Parkschäden verringern sich trotz Einparkhilfen nicht

Mit einem solchen Studienergebnis hätte wohl auch niemand so wirklich gerechnet. Trotz der inzwischen mit 50% Marktanteil weit verbreiteten Einparkhilfen an modernen Autos, hat sich die Anzahl der Parkschäden nicht signifikant verringert. Zu diesem Ergebnis kommt die HUK-COBURG Versicherung, die in ihrem eigenen Datenbestand Analysen vorgenommen hatte.
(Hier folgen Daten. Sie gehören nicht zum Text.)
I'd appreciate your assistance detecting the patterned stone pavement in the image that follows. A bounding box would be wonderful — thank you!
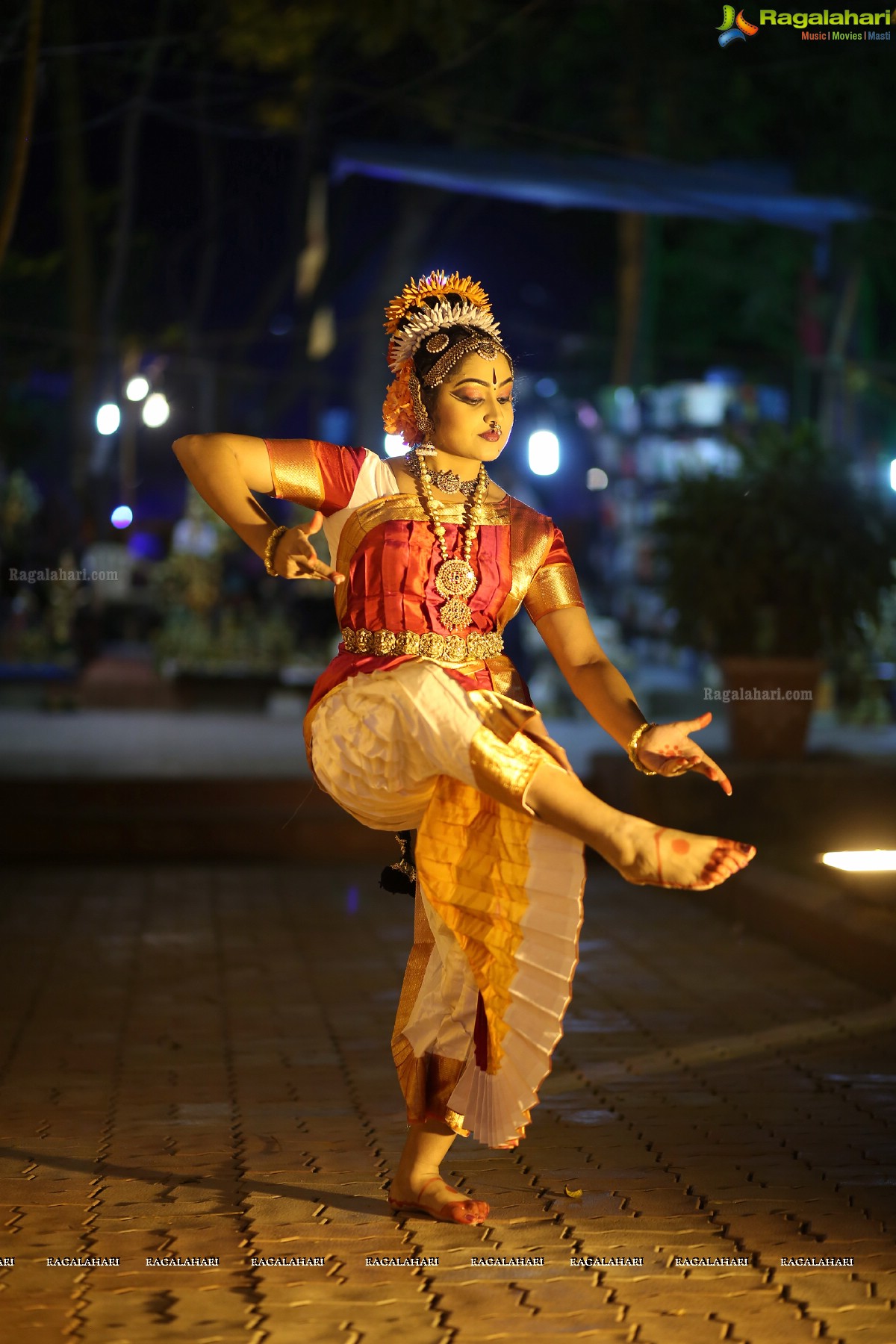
[0,864,896,1344]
In der Bundesrepublik insgesamt schlagen die jährlich rund zwei Millionen Parkschäden mit 3,5 Milliarden Euro zu buche. Die HUK-COBURG hat in eigenen Analysen untersucht, ob Parkassistenzsysteme zu weniger Schäden geführt haben. Mit über 11 Millionen versicherten Fahrzeugen ist die HUK-COBURG größter deutscher Autoversicherer nach Stückzahlen. Die hohe Anzahl der Fälle macht die Aussage der Studie repräsentativ. Obgleich in 46% der Fahrzeuge auf deutschen Straßen eine Einparkhilfe vorhanden ist (Quelle: DAT-Report 2015), ist die Häufigkeit von Parkschäden in den letzten Jahren nicht gesunken.

Klaus-Jürgen Heitmann, Kfz-Vorstand der HUK-COBURG, meint dazu: „Einparkhilfen mit akustischen Hinweisen führen bislang nicht zu weniger Schäden. Wir sehen Stand heute keinen Rückgang bei Parkschäden und das trotz der hohen Verbaurate von Einparkhilfen. Und die Schadenkosten sind sogar noch leicht gestiegen: Der Schadendurchschnitt ist leicht nach oben gegangen, weil bei Parkschäden mittlerweile teure Sensorik beschädigt wird.“

Über die Gründe kann nur gerätselt werden

Über die Gründe dafür kann nur spekuliert werden. So sind in den letzten Jahren Autos stetig größer und unübersichtlicher geworden. Wird ein Auto von mehreren Fahrern genutzt, kann es auch sein, dass ein Fahrer den Parkassistenten ganz ausschaltet und vergisst, dies den anderen Fahrern mitzuteilen.